Go Ahead, Touch That Dial
It's the time of year when Hollywood agents take a breather from rolling calls and berating assistants, to offer up a few baubles to show their appreciation for the other 50 weeks of abuse.
Defamer, for example, carries the bitchy news of CAA's portable DVD player handouts, a meager also-ran when compared with William Morris' recent video iPod give-away -- apparently, WMA is taking a page from Paramount's Brad Grey last year, who garnered favorable reviews for his iPod largess.
It got me thinking: What is it with Apple? And why can't satellite radio catch a break?
Despite having spent hundreds of millions on content, satellite radio is in the toilet, while Apple continues to print money. Consider: Apple's stock is up 20% this year, while XM and Sirius are both down by 50%.
Then comes a report from Forrester Research this week, which found that on Apple's iTunes, "the median transaction is just $2.97, with a third of all purchases amounting to one song" and that just "the top 34% of iTunes customers account for 80% of all purchases."
In short, so much great content is available commercial free, and what's more, so few people are buying songs on iTunes, but their stock prices are headed in opposite directions. Go figure.
As to why, Slate offers this recent take on XM and Sirius, currently bleeding vast pools of red ink, with profitability nowhere in sight:
"But while subscribers have followed the talent and the programming, profits haven't... In the absence of XM, Sirius wouldn't have been forced to pay so much for Karmazin, Stern, and college basketball.

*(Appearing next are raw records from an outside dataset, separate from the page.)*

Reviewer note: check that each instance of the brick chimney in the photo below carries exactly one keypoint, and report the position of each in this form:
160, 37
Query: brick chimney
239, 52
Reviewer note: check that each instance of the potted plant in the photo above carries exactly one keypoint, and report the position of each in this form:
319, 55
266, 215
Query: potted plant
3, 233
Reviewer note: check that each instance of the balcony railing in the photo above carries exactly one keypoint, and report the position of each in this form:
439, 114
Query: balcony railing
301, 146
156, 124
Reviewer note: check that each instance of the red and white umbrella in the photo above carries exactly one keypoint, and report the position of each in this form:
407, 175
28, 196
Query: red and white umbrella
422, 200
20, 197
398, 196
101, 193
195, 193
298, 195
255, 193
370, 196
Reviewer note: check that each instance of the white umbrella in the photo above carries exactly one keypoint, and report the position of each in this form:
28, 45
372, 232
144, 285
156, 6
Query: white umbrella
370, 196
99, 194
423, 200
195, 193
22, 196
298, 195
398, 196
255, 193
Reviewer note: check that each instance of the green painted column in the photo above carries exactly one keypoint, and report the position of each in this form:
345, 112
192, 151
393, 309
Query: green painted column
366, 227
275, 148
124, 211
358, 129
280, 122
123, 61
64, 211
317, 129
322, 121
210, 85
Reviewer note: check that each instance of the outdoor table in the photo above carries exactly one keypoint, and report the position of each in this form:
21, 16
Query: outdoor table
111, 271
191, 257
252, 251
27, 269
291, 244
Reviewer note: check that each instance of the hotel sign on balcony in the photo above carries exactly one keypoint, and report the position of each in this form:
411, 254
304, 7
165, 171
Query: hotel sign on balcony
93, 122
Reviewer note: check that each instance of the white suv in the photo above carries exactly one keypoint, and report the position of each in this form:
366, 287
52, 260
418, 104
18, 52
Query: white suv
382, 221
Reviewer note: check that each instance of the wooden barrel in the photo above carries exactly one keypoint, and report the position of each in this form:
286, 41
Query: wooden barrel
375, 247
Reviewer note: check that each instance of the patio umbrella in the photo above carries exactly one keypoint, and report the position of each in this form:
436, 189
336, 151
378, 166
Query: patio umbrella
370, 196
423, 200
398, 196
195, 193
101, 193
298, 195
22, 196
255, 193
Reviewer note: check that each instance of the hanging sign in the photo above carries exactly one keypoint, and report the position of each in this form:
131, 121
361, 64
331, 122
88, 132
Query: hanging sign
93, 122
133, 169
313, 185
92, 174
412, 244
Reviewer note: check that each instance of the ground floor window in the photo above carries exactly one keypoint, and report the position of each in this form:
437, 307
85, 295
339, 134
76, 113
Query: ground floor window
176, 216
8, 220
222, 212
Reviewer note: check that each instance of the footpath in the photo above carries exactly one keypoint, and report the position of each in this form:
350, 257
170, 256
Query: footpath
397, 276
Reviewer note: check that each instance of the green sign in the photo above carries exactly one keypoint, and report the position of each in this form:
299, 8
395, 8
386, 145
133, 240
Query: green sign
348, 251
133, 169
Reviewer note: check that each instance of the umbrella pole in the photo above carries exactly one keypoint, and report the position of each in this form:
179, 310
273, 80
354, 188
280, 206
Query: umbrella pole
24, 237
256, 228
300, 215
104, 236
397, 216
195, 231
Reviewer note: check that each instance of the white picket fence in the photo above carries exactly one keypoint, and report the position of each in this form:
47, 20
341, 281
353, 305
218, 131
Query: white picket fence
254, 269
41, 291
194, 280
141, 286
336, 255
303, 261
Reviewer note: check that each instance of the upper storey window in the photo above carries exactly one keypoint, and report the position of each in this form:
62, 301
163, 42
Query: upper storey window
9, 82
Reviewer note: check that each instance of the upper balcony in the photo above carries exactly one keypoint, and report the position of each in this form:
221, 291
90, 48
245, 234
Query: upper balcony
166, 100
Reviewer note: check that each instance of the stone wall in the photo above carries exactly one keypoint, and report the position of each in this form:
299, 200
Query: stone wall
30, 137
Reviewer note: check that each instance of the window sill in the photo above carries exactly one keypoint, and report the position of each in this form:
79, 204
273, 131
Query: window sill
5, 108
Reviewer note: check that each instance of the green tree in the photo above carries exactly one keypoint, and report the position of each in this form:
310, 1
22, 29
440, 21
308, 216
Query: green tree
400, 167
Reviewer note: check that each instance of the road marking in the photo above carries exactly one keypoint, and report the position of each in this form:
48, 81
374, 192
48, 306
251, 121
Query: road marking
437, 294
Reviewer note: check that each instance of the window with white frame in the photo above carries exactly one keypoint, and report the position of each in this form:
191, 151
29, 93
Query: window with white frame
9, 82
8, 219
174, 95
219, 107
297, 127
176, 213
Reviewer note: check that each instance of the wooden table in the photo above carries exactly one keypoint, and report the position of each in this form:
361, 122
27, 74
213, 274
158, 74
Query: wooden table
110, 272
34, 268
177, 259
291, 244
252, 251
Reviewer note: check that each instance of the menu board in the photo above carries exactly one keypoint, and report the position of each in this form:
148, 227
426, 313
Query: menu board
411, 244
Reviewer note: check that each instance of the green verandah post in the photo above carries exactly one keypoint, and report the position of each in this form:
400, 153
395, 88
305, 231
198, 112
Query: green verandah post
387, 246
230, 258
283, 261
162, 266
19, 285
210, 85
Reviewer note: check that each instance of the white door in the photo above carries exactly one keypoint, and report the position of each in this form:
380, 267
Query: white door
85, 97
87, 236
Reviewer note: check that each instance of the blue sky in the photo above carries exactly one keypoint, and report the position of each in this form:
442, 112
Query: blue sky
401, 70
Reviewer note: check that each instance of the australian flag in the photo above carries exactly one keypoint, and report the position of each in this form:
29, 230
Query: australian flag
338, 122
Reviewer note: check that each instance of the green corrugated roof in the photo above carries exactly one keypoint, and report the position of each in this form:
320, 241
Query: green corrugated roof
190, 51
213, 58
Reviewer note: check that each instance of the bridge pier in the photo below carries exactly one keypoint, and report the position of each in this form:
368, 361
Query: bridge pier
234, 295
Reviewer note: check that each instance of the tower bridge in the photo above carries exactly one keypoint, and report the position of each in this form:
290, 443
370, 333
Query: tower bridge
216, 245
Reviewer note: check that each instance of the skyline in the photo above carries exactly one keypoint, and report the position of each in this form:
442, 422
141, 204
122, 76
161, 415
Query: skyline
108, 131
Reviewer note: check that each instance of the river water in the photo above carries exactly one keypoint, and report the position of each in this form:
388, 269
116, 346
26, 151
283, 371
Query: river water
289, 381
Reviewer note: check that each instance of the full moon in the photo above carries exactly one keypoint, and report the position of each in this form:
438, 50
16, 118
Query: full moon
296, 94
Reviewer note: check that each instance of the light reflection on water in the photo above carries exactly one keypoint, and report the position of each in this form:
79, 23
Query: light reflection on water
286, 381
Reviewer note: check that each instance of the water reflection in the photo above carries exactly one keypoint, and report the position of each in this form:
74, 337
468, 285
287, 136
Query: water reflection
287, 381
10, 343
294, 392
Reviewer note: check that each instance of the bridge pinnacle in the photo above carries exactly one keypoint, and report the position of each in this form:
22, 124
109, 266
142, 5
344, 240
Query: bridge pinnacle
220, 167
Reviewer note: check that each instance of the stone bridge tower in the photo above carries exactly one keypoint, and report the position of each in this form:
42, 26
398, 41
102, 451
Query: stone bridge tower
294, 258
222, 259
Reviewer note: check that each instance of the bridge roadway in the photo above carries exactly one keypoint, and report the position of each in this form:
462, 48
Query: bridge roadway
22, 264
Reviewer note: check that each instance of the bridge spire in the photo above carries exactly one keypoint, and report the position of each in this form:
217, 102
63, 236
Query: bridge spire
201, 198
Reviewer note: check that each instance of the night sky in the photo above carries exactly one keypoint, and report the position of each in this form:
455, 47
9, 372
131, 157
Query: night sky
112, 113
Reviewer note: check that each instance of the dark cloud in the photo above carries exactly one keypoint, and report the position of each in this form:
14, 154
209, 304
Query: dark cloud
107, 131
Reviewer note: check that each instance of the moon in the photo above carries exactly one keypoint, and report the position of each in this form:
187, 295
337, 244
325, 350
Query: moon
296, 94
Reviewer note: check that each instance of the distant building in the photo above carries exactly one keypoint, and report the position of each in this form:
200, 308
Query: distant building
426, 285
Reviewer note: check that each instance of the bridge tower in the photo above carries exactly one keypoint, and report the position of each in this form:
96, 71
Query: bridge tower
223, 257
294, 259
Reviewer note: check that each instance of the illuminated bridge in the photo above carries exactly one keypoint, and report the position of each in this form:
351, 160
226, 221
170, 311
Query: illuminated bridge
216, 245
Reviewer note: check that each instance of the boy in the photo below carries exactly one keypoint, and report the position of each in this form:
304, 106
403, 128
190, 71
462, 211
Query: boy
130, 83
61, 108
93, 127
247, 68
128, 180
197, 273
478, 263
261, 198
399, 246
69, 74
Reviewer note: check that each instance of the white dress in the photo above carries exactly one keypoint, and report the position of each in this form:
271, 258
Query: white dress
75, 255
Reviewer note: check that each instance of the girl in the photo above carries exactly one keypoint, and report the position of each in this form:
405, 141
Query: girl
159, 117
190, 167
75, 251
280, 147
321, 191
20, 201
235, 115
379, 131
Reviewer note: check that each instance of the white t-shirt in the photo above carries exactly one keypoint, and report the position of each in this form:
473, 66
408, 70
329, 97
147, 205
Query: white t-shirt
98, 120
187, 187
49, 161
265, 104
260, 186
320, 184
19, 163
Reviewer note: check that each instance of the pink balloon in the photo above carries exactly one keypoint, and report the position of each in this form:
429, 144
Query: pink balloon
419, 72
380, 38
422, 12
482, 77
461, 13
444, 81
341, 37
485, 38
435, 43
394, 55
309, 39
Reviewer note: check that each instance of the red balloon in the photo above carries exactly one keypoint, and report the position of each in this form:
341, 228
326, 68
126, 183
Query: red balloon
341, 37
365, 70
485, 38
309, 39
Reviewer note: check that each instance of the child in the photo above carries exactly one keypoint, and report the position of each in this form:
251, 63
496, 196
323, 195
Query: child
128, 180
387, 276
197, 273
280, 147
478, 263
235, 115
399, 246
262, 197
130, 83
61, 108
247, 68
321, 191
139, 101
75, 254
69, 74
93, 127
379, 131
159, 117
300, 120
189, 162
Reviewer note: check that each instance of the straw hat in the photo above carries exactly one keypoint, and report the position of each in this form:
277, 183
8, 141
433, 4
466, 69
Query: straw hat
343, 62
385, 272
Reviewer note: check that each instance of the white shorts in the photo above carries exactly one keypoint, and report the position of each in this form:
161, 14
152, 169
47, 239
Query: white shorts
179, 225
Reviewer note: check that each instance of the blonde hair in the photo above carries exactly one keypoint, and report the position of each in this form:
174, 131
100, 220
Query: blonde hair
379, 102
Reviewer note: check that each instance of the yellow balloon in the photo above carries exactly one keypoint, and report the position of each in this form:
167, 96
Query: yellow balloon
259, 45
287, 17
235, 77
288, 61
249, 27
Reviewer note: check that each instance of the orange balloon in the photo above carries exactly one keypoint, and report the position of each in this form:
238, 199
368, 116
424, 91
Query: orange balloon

In the absence of Sirius, XM wouldn't have been forced to pay so much for Oprah and NASCAR."
In other words, just being in the same room with one another is brutalizing both XM and Sirius.
Meanwhile, commercial radio has managed to take a great new technology called HD radio, and turn it into...well, nothing, according to Business Week: "HD radio - at least as it exists today - is largely the same vast wasteland as conventional radio, with stations offering short playlists of music in a few repetitive formats."